THE POLITICS OF FRIENDSHIP
- Autumn 2024
Syllabus Description:
Pol S 514: The Politics of Friendship
Autumn 2024
Tue 1:30-4:20
Instructor: Noga Rotem (nrotem@uw.edu)
Office hours: by appointment
Hannah Arendt says that Socrates—who used to stroll in the Athenian agora and pick up conversations with his fellow citizens—did this because he wanted to make friends out of the Athenian citizens. Aristotle famously argued that friendship—and not justice—is the true bond of the political community. Friendship, he thought, makes us partners in a common world.
What are friendship’s promises as a political practice and as an analytical concept with which we might think the political? What are its limitations? How should we think about the role of affect/affection in politics more broadly? What does friendship help us understand about the pleasures of collective action, about our political investments? What does friendship occlude? When is friendship world building and conducive of transformative politics and when is it a source of the displacement of conflict and of politics? What is the role of friendship in contexts of structural injustice or of transitional justice? Arendt thought that friendship might play key role in the resolution of the conflict in Israel/Palestine. She imagines a federated structure in Palestine which rests on Jewish-Palestinian community councils, and where “the conflict would be resolved on the lowest and most promising level of proximity.” Is this vision delusional? Inspiring? or both? When talking about friends, must we talk about enemies too?
Ultimately, we will ask: might we rework friendship to reclaim, complicate, and/or de-fraternize it, as a concept and practice that might bear some political promise for us today?
This seminar will explore these questions and others, discussing friendship as a form of affective investment (alongside other, adjacent inclinations and relations such as love/affection, solidarity, kinship, etc.), and as informing historical and contemporary forms of political organization (such as council democracy and coalition building).
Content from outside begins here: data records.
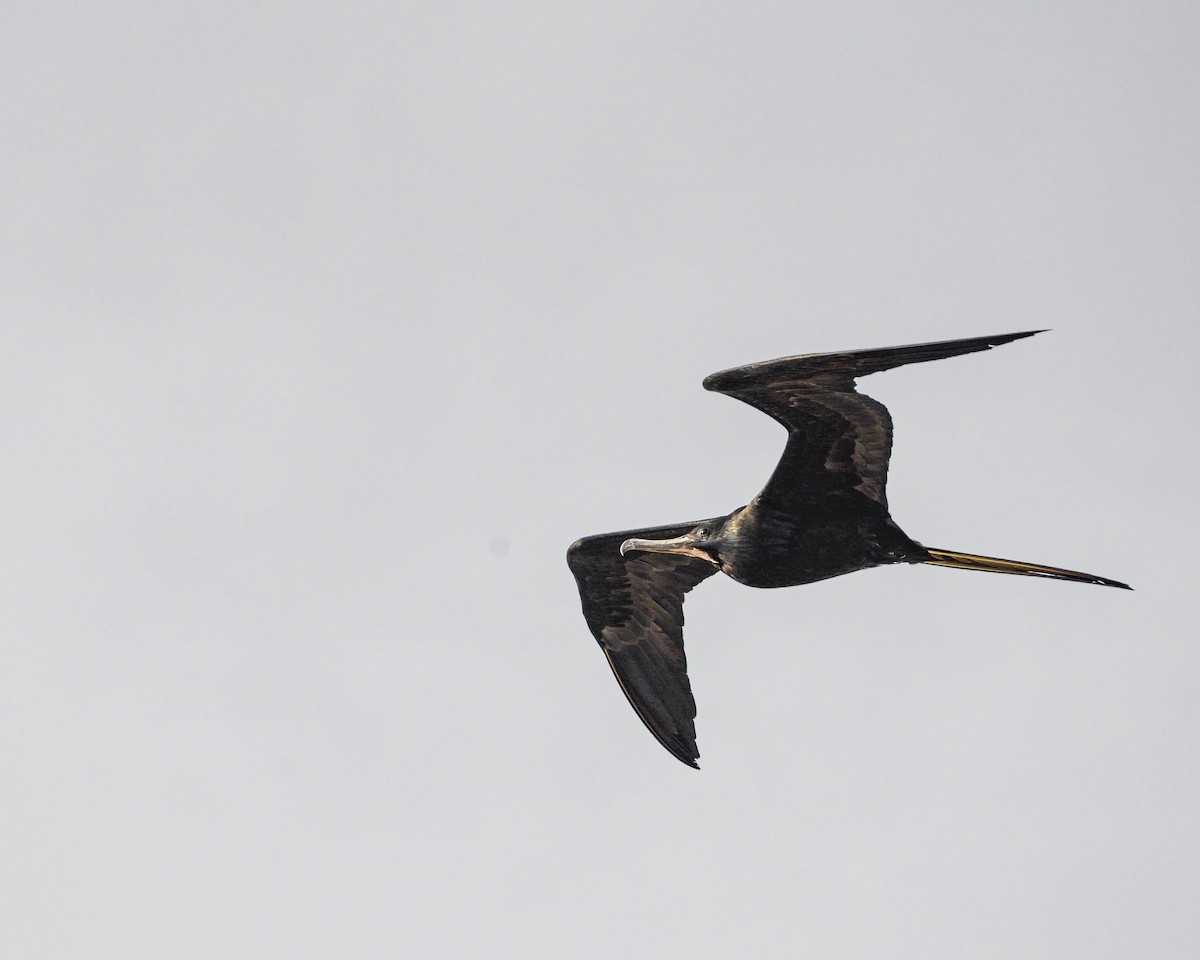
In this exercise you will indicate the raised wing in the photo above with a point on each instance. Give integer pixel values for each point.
(839, 441)
(634, 606)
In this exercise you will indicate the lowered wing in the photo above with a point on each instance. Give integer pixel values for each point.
(634, 606)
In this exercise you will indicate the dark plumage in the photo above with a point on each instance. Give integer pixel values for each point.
(823, 513)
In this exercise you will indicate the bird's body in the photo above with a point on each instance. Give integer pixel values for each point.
(822, 514)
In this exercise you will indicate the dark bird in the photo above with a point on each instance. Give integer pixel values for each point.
(822, 514)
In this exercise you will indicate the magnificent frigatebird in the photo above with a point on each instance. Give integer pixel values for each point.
(822, 514)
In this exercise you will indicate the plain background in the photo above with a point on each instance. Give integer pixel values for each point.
(324, 330)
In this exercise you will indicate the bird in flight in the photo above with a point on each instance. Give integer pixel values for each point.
(822, 514)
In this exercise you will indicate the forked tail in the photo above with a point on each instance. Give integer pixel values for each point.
(995, 565)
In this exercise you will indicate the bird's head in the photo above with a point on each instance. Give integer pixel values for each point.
(703, 541)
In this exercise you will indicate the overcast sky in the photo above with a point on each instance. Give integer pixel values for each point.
(325, 329)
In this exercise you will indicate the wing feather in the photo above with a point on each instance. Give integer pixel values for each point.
(634, 606)
(839, 441)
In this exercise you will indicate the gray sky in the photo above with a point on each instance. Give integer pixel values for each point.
(328, 328)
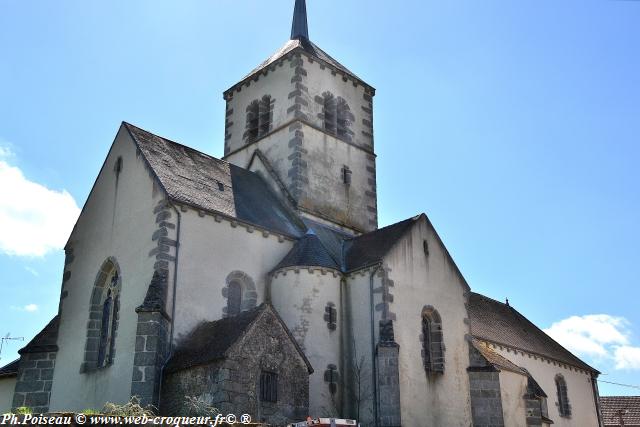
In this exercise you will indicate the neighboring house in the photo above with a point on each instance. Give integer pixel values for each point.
(262, 281)
(620, 411)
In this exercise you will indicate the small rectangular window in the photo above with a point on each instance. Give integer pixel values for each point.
(269, 387)
(346, 175)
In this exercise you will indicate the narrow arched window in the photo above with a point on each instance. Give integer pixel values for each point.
(102, 327)
(432, 340)
(259, 118)
(234, 302)
(564, 408)
(108, 322)
(330, 112)
(345, 118)
(240, 292)
(337, 116)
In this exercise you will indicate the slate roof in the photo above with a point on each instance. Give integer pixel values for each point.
(10, 370)
(496, 359)
(193, 178)
(46, 340)
(502, 324)
(369, 248)
(306, 46)
(613, 406)
(308, 251)
(209, 341)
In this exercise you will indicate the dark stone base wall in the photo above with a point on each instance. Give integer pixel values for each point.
(486, 401)
(150, 355)
(33, 384)
(388, 385)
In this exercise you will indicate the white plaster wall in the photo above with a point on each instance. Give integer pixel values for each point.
(513, 387)
(276, 83)
(440, 399)
(359, 300)
(209, 251)
(118, 221)
(583, 409)
(324, 194)
(300, 298)
(7, 385)
(320, 79)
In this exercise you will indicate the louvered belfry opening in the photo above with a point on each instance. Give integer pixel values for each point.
(330, 113)
(259, 118)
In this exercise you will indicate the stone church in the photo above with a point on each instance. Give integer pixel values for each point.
(260, 283)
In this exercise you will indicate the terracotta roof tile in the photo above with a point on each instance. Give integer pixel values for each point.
(613, 407)
(502, 324)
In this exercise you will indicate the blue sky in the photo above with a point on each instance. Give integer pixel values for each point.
(513, 125)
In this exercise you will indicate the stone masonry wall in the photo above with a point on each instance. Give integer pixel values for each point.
(233, 385)
(33, 384)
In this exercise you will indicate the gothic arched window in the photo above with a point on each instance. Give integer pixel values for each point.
(102, 327)
(259, 118)
(240, 293)
(564, 408)
(337, 116)
(234, 302)
(432, 340)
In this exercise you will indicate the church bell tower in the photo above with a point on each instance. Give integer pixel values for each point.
(305, 123)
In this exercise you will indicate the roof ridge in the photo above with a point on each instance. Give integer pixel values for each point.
(547, 336)
(127, 124)
(368, 233)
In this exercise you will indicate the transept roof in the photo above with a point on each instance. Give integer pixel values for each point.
(213, 185)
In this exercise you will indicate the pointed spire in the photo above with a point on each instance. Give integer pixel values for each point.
(299, 28)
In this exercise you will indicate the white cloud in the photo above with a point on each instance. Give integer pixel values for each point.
(32, 271)
(31, 307)
(627, 357)
(5, 152)
(600, 336)
(33, 219)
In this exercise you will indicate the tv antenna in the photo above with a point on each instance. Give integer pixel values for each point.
(8, 337)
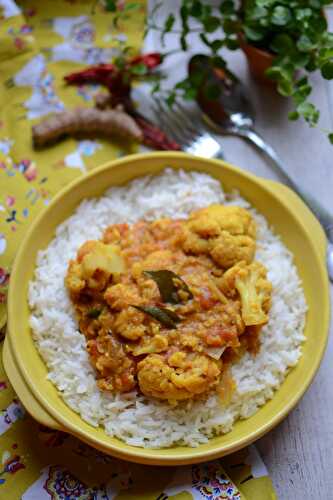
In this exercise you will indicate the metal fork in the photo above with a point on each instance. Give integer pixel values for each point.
(189, 134)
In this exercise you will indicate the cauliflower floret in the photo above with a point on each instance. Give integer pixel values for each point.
(235, 220)
(250, 281)
(179, 376)
(225, 233)
(129, 324)
(74, 280)
(95, 263)
(228, 249)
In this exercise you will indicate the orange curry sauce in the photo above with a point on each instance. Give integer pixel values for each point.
(219, 315)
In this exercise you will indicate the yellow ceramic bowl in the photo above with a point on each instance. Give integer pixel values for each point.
(299, 230)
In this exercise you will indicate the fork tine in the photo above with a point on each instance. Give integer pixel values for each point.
(168, 124)
(163, 122)
(189, 123)
(176, 120)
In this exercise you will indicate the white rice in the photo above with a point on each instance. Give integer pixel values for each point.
(138, 420)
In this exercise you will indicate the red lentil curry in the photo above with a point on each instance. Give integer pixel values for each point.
(166, 306)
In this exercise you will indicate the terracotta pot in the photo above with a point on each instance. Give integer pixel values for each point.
(258, 61)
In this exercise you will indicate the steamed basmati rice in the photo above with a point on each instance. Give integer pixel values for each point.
(134, 418)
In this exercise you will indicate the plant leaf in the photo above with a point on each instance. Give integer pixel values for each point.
(169, 283)
(110, 5)
(327, 70)
(165, 316)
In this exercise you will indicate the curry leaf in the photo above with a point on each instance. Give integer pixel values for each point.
(165, 316)
(169, 284)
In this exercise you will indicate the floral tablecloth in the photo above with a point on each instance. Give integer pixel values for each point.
(41, 41)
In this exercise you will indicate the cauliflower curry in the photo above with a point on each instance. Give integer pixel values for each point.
(165, 306)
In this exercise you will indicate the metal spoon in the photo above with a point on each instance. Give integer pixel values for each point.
(231, 113)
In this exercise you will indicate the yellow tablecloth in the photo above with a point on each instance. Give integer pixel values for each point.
(40, 42)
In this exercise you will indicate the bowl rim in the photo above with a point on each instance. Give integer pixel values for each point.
(148, 455)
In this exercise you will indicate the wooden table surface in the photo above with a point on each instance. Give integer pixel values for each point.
(299, 452)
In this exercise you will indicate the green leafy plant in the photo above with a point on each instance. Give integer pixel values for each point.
(294, 32)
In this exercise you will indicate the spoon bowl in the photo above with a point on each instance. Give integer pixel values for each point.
(223, 100)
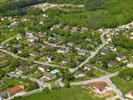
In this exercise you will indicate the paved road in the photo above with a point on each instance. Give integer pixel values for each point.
(104, 42)
(8, 40)
(106, 79)
(59, 83)
(25, 59)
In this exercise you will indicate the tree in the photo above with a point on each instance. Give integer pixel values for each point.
(67, 84)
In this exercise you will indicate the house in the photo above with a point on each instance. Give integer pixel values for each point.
(57, 26)
(100, 87)
(84, 29)
(111, 63)
(104, 51)
(130, 65)
(82, 52)
(70, 44)
(1, 55)
(97, 59)
(49, 58)
(129, 95)
(22, 69)
(79, 74)
(14, 90)
(65, 60)
(120, 57)
(88, 39)
(75, 29)
(63, 50)
(88, 67)
(34, 53)
(19, 37)
(42, 68)
(3, 95)
(48, 76)
(54, 71)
We will read works by Aristotle, Carl Schmitt, Hannah Arendt, Judith Butler, Audre Lorde and Michel Foucault, alongside contemporary works in Political Theory by Leela Gandhi, Çiğdem Çidam, Lida Maxwell, Stephen White, Danielle Ellen, David Kim, Lisa Beard, and others.
Requirements include a ~15 pp seminar paper, one in-class oral presentation, weekly discussion posts, and participation in an in-class mini-conference where students will present their work in progress and will give/receive feedback from peers.